3. PAYMENT OBLIGATIONS TO LIPLASOME.

 

Effective as of the execution of this Agreement, LiPlasome acknowledges and agrees that no obligations are owed to LiPlasome under the LiPlaCis Head License Agreement following the concurrent payment of the amount described in Section 1.2 above by Allarity; it being understood that Chosa shall be obligated to pay the amounts contemplated by Section 1.3 above.

 

4. REPRESENTATIONS, WARRANTIES AND COVENANTS.

 

4.1 General Corporate Matters. Each Party hereby represents, warrants and covenants to each other Party that:

 

(a) Authorization and Validity of Agreements. The execution, delivery and performance by it of this Agreement, and the consummation by it of the transactions contemplated hereby, have been duly authorized and approved by all necessary corporate or equivalent action on its part. This Agreement has been duly executed and delivered by it and constitutes its legal, valid and binding obligation, enforceable against it in accordance with its terms.

 

(b) Absence of Conflicts.

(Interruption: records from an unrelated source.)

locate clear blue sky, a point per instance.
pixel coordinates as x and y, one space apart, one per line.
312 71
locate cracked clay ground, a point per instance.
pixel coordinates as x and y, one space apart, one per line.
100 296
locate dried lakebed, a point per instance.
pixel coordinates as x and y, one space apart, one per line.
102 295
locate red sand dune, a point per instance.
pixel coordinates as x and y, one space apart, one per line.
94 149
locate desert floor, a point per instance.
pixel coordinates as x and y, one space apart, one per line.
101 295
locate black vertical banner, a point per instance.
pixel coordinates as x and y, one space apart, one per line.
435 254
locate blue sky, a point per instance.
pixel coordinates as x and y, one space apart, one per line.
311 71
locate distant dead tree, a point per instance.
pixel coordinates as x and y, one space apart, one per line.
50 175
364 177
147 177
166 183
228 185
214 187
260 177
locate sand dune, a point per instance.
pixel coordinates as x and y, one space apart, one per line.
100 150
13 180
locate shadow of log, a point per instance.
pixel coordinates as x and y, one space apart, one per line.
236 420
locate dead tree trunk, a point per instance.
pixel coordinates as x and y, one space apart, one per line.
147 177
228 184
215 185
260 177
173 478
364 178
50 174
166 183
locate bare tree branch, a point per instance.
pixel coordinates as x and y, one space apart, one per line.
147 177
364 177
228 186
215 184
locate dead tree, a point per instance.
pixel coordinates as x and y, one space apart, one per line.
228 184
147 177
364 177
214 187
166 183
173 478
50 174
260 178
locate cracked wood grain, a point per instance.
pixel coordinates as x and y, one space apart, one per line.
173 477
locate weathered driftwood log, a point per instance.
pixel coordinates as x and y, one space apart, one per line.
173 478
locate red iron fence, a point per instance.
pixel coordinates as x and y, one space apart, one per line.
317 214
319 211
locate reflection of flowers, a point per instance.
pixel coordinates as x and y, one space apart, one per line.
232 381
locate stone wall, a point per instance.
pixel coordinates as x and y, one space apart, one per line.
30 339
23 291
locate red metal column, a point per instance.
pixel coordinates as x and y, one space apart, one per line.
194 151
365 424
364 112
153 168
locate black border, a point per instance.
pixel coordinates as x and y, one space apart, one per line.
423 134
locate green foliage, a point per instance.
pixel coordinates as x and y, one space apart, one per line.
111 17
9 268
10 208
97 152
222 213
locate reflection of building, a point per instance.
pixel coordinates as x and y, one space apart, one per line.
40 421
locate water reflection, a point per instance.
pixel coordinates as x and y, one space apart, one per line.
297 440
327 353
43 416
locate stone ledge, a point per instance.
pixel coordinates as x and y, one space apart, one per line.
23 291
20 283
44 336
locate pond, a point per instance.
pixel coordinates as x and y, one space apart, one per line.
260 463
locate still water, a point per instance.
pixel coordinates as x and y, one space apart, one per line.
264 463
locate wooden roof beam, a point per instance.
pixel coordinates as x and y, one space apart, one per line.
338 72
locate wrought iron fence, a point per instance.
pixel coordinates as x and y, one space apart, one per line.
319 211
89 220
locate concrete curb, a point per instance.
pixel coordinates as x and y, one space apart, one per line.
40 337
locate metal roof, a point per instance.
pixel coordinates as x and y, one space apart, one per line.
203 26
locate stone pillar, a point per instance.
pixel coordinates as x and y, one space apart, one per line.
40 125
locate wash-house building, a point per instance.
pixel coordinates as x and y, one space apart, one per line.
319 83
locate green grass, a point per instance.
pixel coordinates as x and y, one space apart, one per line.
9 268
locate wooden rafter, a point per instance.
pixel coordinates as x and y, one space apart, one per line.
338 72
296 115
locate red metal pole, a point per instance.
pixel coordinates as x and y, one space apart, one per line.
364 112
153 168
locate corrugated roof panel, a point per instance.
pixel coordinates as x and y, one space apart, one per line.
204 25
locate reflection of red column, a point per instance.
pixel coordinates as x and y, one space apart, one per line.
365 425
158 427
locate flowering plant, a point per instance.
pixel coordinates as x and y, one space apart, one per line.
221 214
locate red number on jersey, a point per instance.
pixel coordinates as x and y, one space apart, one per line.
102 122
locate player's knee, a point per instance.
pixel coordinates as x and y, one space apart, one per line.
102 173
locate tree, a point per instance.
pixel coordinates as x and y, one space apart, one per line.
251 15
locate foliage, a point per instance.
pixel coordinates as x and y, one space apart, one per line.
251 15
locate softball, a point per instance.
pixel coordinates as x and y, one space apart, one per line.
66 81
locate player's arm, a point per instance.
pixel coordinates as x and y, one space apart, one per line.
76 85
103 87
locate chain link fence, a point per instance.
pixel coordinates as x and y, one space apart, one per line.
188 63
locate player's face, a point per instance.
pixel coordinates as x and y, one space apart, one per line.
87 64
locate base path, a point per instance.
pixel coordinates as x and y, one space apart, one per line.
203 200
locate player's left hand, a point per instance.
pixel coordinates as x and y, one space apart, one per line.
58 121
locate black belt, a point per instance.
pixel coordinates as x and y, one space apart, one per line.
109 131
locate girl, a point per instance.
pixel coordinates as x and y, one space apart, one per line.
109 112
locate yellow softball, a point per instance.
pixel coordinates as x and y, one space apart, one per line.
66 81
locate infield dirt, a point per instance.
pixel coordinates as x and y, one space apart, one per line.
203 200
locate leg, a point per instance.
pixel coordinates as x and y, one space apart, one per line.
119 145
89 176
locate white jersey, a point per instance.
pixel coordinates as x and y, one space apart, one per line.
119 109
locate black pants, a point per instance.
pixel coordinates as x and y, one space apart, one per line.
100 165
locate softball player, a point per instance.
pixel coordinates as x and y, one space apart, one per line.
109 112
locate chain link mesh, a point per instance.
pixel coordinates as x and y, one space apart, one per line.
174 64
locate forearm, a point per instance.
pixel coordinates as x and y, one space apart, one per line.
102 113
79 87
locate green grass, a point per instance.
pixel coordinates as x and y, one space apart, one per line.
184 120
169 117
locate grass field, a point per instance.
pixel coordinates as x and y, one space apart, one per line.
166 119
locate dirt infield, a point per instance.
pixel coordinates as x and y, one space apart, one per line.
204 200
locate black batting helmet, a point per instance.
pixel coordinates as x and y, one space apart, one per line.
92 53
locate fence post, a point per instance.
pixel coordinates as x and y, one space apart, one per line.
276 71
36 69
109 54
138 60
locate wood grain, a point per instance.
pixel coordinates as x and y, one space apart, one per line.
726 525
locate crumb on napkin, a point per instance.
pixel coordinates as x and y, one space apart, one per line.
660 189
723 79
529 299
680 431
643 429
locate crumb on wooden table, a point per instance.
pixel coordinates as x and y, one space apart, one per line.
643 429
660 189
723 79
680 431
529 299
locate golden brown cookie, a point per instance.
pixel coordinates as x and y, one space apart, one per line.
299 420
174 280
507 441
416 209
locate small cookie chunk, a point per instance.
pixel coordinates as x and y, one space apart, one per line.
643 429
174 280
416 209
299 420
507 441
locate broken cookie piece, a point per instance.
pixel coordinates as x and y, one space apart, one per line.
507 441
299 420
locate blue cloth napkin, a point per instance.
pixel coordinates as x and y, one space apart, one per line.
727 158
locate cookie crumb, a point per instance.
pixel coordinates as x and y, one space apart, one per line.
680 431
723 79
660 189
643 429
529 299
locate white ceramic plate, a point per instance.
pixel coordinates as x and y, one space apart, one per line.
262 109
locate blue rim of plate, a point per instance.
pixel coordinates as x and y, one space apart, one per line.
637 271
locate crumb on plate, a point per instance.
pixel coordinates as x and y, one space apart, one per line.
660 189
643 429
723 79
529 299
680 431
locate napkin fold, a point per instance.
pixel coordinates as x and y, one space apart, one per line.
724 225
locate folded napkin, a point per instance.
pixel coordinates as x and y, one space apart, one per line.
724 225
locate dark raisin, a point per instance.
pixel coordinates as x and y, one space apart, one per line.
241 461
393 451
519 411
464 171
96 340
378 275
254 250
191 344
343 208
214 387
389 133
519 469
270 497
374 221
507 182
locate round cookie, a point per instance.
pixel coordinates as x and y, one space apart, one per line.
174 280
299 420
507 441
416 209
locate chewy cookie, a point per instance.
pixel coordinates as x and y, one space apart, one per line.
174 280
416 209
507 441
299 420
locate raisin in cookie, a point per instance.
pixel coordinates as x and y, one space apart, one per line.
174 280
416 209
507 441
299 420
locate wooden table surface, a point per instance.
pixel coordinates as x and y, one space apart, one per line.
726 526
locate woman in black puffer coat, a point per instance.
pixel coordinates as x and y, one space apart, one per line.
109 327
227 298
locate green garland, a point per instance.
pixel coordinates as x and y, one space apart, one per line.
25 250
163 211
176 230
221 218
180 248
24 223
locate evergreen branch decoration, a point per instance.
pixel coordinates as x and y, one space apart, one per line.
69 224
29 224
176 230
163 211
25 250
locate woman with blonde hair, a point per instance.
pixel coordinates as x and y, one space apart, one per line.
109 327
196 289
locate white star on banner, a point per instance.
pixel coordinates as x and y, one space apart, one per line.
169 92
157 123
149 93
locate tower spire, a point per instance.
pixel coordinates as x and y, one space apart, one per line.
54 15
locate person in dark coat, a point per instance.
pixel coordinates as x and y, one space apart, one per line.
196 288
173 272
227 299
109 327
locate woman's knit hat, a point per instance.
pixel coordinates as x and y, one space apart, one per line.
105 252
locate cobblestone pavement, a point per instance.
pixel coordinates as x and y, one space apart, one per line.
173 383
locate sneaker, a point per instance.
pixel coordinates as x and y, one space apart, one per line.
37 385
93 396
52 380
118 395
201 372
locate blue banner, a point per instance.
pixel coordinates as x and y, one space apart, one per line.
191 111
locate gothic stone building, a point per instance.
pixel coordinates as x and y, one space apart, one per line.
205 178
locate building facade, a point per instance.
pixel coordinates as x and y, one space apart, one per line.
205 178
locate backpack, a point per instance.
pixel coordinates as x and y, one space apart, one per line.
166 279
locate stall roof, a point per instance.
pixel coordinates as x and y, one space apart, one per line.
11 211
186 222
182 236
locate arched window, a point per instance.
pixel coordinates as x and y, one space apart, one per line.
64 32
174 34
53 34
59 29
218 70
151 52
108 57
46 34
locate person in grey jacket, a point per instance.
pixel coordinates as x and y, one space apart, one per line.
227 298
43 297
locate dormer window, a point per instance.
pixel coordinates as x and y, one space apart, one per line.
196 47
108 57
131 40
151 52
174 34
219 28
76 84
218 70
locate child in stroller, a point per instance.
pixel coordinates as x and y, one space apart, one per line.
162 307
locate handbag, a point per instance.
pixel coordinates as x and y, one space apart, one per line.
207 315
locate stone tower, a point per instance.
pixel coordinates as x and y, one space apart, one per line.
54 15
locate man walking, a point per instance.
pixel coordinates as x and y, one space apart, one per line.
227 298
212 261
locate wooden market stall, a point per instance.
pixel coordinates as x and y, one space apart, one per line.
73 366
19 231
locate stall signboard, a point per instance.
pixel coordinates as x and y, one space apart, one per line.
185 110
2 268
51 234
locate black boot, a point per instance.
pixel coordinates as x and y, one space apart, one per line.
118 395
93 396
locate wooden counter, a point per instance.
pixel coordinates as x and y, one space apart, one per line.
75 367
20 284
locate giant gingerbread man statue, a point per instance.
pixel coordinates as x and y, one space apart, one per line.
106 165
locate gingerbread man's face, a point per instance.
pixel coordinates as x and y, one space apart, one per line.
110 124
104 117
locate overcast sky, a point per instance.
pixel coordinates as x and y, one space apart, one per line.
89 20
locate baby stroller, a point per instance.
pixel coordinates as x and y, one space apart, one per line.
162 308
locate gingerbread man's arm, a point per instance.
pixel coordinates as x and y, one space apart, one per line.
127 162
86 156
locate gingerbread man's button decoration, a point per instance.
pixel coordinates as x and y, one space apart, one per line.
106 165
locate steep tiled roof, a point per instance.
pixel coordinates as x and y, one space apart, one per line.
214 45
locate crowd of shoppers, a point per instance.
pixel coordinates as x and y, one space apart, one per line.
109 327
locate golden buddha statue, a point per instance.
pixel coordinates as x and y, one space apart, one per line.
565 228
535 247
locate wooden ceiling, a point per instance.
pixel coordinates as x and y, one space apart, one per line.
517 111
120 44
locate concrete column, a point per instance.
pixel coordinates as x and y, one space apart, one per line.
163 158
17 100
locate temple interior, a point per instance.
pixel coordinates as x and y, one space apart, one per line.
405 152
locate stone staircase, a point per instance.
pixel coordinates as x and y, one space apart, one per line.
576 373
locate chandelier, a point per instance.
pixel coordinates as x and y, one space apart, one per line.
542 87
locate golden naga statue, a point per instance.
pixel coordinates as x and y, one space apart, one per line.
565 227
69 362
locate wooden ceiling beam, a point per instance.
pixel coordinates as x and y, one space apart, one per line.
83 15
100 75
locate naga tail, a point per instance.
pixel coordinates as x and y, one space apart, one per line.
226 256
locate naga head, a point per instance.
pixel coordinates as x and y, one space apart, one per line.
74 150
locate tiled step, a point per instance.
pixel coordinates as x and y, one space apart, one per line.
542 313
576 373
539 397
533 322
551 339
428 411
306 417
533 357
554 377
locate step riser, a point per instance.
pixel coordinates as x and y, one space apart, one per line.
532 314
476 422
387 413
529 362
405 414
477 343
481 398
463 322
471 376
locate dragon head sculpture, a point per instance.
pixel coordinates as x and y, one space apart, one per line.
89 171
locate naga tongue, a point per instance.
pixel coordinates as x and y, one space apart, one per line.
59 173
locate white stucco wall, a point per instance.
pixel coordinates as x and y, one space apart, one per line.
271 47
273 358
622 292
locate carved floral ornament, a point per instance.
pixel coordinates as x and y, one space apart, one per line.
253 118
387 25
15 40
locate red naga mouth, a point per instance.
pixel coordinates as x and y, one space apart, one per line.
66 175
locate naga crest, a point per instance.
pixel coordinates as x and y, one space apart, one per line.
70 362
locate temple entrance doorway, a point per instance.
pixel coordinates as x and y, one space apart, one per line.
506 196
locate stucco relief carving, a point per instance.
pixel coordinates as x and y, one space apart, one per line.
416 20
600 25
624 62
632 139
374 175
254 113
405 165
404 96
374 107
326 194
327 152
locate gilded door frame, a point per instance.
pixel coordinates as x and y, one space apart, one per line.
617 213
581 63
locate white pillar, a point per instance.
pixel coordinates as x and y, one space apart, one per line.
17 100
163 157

The execution, delivery and performance by it of this Agreement, and the consummation by it of the transactions contemplated hereby, do not and will not: (i) violate any applicable laws; (ii) conflict with, or result in the breach of any provision of, its certificate or articles of incorporation, bylaws or equivalent organizational documents; (iii) result in the creation of any lien or encumbrance of any nature upon any property being transferred or licensed by it pursuant to this Agreement; or (iv) violate, conflict with, result in the breach or termination of, or constitute a default under (or event which, with notice, lapse of time or both, would constitute a default under), any permit, contract or agreement to which it is a party or by which any of its properties or businesses are bound.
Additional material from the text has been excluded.